Pro Football Hall of Famer Gil Brandt, one of the architects who helped turn the Dallas Cowboys from an expansion franchise into “America’s Team,” died Thursday. He was 91.
He was the Cowboys’ vice president of player personnel for 28 years, from 1960 when the team entered the NFL as an expansion franchise until May 1989, when he was fired by new owner and general manager Jerry Jones.
Under the leadership of Brandt, coach Tom Landry and general manager Tex Schramm, the Cowboys posted 20 consecutive winning seasons from 1966 until 1985 and made five Super Bowl appearances, earning two championships. The Cowboys won those titles by defeating the Miami Dolphins 24-3 in Super Bowl VI and the Denver Broncos 27-10 in Super Bowl XII.
Landry was inducted into the Pro Football Hall of Fame in 1990 and Schramm in 1991, but Brandt had to wait to join them until 2019, when he was inducted as a contributor. He is also in the Dallas Cowboys Ring of Honor, added in 2018.

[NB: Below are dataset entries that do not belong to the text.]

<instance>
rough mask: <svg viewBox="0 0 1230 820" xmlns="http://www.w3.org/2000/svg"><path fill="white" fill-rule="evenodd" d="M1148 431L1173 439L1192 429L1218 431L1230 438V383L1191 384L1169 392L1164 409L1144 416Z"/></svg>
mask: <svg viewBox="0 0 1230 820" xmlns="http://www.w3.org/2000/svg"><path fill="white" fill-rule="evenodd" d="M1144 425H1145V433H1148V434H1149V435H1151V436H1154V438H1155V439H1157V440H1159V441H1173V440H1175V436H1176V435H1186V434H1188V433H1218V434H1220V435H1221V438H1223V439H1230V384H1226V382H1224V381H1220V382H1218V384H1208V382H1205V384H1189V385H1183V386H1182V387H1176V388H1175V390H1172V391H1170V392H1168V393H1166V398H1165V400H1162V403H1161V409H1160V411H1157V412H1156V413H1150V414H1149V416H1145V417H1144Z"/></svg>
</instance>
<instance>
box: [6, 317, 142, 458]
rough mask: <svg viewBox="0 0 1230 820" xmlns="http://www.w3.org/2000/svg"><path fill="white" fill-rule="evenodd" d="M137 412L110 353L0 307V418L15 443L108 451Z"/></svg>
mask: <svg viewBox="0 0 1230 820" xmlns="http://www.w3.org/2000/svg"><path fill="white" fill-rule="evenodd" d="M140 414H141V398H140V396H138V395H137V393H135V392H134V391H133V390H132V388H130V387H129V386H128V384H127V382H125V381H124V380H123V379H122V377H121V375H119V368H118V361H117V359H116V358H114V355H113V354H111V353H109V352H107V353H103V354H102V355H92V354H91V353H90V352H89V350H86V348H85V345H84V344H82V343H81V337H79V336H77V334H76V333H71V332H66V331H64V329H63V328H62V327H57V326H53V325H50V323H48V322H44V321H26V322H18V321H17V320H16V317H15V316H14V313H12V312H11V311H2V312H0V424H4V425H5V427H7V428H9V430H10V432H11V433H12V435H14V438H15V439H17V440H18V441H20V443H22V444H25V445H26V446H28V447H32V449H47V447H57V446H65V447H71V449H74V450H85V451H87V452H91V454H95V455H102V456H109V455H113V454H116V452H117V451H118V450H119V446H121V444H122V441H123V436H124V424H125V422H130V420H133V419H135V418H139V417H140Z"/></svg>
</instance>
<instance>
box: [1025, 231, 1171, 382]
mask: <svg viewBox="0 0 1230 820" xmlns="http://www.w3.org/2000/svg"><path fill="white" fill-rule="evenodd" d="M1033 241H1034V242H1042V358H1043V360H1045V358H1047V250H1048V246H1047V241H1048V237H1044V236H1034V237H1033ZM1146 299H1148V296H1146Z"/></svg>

“We are so deeply saddened by the passing of Gil Brandt — a true icon and pioneer of our sport. Gil was at the very core of the early success of the Dallas Cowboys and continued to serve as a great ambassador for the organization for decades beyond that. His contributions cemented his spot in the Ring of Honor,” Jones said in a statement. “He was my friend and a mentor not only to me, but to countless executives, coaches, players and broadcasters across the National Football League, which rightfully earned him a spot in the Pro Football Hall of Fame where his legacy will be celebrated forever.”
The Pro Football Hall of Fame announced that the Hall of Fame flag in Canton, Ohio, was lowered to half-staff Thursday in honor of Brandt.
Brandt is credited with being the first in the NFL to use computers to enter number grades for prospects at each position in evaluation for the NFL draft and the first to test prospects’ mental makeup under pressure through psychological testing.
Using that computer system as a guide, he oversaw the drafting of or signed nine players who went on to be inducted into the Hall of Fame: defensive lineman Bob Lilly, his first selection in 1960; defensive back Mel Renfro (1964); wide receiver Bob Hayes (1965); Roger Staubach (1964); offensive tackle Rayfield Wright (1967); defensive back Cliff Harris (signed as undrafted free agent in 1970); defensive tackle Randy White (1975); running back Tony Dorsett (1977); and wide receiver Michael Irvin (1988).
Brandt said the Cowboys had a system in place that, “if we would follow the computer, we’d do all right.”
“You can’t tell the story about the success of the Dallas Cowboys and their two-decade run of winning seasons from the mid-1960s to mid-1980s without mentioning Gil Brandt,” Jim Porter, president of the Pro Football Hall of Fame, said in a statement Thursday.
“His innovative approach to scouting and player evaluation helped the organization find players others overlooked. The result was discovering future Cowboys from smaller colleges, or even off college basketball or track teams. He is credited with advancing the use of computers in the front office of pro football teams, but the real computer was the one in his own head, where he stored an incredible amount of information that he loved to share with anyone who appreciated the game like he did.”
Brandt also helped Jones with his first NFL draft in 1989, when the Cowboys selected eventual Hall of Fame quarterback Troy Aikman with the first overall pick. Jones fired Brandt after that draft, but the two men remained friends, and Brandt selected Jones to present him at his Hall of Fame induction in 2019.
“Gil Brandt set the standard for all scouts and personnel executives to follow, and aspire to, in the NFL,” Jones said when he accepted the offer to present Brandt at his induction. “Gil changed the NFL in the draft room and is more than worthy of this recognition.”
Brandt is credited, along with Schramm, with spurring the creation of the NFL scouting combine. The two men proposed to the NFL’s competition committee that the scouting process should be centralized, which led to the creation of the National Invitational Camp in Tampa, Florida. Two other such camps also were held in other parts of the country, and in 1985, the three camps merged into one and became known as the NFL scouting combine.
Brandt was born on March 4, 1933, in Milwaukee and attended the University of Wisconsin. His first job after college was as a baby photographer.
He got his start in the NFL with the Los Angeles Rams as a part-time scout in the 1950s, when Schramm was the team’s general manager.
Brandt also wrote for NFL.com as a player analyst and historian and was a regular contributor for SiriusXM NFL Radio.
“Gil was as good a storyteller as it gets, with a memory as sharp as a tack. His dedication to, and passion for, this game left a lasting impact on generations of Hall of Fame players and coaches. There are very few people that have been able to have the kind of generational impact that he did. Gil was as dedicated to growing this league and sport as anyone ever was, and we are all grateful and better for it,” Jones said in his statement Thursday.
“Our hearts go out to Gil’s wife, Sara, his son Hunter and all of Gil’s family and friends.”